Pharmaceutical vessels
The development of typical pharmaceutical vessels made of glass, faience, porcelain, wood, and metal is displayed in another special area. The evolution of the style of most different types can be reconstructed on the basis of selected representative craft products which are valuable and interesting both in art and in cultural history.
Wooden boxes from the gothic period with a green, red, or blue ground coat arranged in long ranks once embellished the officines of medieval dispensaries with their attractive decorations, but they are very rare now.
The clients at the time must have been the same impressed by Persian, Spanish, Italian, Dutch, and German faiences as the visitors of today. It is very interesting to see how this material was replaced after a way had been found to produce porcelain in Europe.

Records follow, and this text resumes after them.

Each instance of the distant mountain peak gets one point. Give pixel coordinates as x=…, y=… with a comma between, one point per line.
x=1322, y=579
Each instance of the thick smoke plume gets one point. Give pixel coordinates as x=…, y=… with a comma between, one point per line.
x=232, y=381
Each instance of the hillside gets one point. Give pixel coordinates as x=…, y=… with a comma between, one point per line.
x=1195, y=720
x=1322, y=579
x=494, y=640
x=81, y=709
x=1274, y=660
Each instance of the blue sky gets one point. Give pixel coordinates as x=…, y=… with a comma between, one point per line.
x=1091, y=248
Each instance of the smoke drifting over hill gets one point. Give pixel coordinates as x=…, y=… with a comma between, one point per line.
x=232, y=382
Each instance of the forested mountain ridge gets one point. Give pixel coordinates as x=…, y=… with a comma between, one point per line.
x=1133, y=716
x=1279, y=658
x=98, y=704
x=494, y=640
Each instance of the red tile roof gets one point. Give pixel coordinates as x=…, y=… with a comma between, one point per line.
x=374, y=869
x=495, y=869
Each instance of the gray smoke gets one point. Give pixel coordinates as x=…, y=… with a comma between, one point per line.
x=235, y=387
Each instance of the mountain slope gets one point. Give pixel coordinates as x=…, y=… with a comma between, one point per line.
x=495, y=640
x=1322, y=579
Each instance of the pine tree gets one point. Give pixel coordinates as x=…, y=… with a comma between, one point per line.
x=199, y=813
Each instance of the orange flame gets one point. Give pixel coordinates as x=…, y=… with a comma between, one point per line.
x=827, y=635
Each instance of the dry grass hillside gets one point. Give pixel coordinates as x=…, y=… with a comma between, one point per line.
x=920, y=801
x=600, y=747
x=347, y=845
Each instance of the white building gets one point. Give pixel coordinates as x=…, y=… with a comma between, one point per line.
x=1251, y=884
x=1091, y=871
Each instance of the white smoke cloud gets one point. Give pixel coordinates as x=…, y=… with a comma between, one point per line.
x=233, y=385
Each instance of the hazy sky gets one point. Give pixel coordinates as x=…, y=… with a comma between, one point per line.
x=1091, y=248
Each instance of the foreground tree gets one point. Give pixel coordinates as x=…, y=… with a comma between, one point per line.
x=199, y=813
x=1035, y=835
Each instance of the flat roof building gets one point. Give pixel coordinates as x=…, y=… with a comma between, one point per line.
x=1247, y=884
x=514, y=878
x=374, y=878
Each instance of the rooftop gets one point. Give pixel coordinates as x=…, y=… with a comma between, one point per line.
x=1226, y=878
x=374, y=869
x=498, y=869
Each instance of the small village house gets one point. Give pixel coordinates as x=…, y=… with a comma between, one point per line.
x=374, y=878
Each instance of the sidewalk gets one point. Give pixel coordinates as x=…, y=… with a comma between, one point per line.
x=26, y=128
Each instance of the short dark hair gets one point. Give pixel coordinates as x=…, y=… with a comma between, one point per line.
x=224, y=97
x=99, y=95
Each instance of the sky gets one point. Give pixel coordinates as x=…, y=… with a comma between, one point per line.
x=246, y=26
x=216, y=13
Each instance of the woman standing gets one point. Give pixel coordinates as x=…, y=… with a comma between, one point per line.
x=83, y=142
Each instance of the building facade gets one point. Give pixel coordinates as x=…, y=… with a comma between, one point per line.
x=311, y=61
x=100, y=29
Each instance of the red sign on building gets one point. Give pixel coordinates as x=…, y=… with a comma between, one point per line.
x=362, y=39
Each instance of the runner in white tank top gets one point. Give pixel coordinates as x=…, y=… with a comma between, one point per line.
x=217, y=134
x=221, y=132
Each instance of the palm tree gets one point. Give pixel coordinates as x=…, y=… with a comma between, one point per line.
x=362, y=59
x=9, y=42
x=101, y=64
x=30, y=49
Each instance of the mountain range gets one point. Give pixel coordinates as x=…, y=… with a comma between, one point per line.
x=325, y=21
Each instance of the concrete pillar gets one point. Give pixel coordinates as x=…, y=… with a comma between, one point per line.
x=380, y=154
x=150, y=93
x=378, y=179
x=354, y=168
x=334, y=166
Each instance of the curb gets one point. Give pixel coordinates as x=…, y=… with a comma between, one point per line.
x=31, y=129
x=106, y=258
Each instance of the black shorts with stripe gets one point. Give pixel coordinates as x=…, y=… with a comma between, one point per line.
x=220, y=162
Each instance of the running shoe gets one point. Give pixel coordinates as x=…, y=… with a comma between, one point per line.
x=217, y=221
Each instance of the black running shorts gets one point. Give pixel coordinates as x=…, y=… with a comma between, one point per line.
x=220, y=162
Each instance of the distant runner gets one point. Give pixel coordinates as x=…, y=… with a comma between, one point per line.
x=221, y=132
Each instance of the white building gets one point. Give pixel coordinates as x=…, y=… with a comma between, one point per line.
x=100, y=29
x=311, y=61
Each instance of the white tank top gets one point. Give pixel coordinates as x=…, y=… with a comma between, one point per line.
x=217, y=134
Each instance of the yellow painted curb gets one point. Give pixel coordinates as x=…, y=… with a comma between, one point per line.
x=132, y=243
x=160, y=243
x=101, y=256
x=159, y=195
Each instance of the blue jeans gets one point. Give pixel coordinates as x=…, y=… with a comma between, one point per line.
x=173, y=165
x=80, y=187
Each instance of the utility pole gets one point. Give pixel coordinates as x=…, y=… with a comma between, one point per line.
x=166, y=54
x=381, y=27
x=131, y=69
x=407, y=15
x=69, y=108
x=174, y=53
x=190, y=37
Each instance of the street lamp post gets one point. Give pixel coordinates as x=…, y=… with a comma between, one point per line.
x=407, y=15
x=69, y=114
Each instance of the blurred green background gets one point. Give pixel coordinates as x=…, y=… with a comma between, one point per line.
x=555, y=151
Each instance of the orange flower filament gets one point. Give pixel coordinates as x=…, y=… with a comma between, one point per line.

Concerning glasses the way from pieces with cold painting to enamel painted glasses is depicted as well as the development from home products of simple “wood glass” to the well-known small brown glass bottles.
Mortars, scales and weights
You can easily observe the changing of the mortar types and the measuring and weight systems which hadn’t been standardized for centuries in the different German regions.
Home and travellers’ first aid and pharmacy kits
An imposing selection of home and travellers’ first aid and pharmacy kits is displayed in the area of the officina.Whether you were at home or travelling, little glass bottles or small metal boxes with healing or strengthening medicaments were as well at hand as very small spoons for taking the medicine, as tweezers, or little knives sticking in practical cases often made to fold out. The necessity of man for first aid in case of need is easy to comprehend looking at the exhibits.The traveller’s pharmacy kit from Augsburg once belonging to a war-lord of the 17th century is the most extraordinary piece. It is elaborately made of ebony, studded with silver mounts, and richly equipped with glass and silver vessels. The vast range of the exhibits also includes a simple leather case of the Fifties with sticking plaster and eau de Cologne.